Notice, that solving for (via the forward substitution when $L$ is lower-triangular):
$$
\begin{equation}
L\mathbf{y}=\mathbf{b}
\label{1}
\tag{1}
\end{equation}
$$
is theoretically the same as performing a matrix-vector product:
$$
\begin{equation}
\mathbf{y}=L^{-1}\mathbf{b}
\label{2}
\tag{2}
\end{equation}
$$
However, numerically you always want $\eqref{1}$, not $\eqref{2}$. The reasons are simple: computation of the matrix inverse is numerically unstable and has a huge cost. (see Q1 (especially this answer), Q2 for some additional details).
With that in mind, take a look at the expression from Wikipedia article on Gauss-Seidel.

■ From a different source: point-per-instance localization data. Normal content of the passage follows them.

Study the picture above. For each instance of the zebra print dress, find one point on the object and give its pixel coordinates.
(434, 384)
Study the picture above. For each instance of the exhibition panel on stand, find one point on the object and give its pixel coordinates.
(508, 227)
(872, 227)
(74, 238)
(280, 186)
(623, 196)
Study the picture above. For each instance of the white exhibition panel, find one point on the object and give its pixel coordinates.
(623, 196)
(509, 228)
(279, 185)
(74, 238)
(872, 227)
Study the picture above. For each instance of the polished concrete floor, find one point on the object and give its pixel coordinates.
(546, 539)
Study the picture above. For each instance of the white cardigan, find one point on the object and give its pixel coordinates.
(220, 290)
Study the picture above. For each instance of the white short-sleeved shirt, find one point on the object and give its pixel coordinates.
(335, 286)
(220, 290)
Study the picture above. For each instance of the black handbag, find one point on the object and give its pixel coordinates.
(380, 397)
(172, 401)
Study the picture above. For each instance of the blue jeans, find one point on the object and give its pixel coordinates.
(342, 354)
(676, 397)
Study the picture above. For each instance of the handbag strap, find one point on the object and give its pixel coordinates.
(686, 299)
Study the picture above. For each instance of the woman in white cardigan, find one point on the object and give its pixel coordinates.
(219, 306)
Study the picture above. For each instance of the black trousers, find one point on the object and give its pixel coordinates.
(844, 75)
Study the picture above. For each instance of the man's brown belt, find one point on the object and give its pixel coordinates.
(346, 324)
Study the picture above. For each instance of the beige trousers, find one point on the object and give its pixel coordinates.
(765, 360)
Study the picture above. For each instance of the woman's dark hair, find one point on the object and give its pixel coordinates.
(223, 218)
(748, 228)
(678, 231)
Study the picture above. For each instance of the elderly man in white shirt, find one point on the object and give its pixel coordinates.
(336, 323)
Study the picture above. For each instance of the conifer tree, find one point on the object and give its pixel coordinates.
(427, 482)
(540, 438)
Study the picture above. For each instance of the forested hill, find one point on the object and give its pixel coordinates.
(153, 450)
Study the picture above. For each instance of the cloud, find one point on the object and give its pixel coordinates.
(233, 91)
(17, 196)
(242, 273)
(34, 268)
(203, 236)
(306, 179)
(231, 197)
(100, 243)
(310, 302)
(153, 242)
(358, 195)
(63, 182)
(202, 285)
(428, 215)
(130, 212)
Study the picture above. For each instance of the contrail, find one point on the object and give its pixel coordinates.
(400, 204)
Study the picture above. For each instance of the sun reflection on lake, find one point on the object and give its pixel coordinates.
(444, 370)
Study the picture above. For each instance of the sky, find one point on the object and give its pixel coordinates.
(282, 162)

The iteration:
$$
\mathbf{x}^{(k+1)}=L^{-1}(\mathbf{b}-U\mathbf{x}^{(k)})
$$
is totally equivalent to a for-loop for $i$
$$
\begin{equation}
x^{(k+1)}_i=\frac{1}{a_{ii}}\left(b_i-\sum\limits_{j=1}^{i-1}a_{ij}x_{j}^{(k+1)}\right)-\frac{1}{a_{ii}}\left(\sum\limits_{j=i+1}^{n}a_{ij}x_j^{(k)}\right)
\label{3}
\tag{3}
\end{equation}
$$
Here, $a_{ij}$ are the entries of the original matrix $A=L+U$, $k$ is the iteration number, $n$ is the dimension of the square matrix $A$. By looking at $\eqref{3}$, you still see those $L$ and $U$; however, they are present only implicitly, and all operations are done with the entries of the original matrix $A$ stored exactly as it was before.
side-note:
Matrix decomposition usually implies factorization, so $A=L+U$ is not really (strictly) one according to the definition.
$A=L+U$ splitting (used in this question) has nothing to do with a more famous $A=LU$ LU decomposition.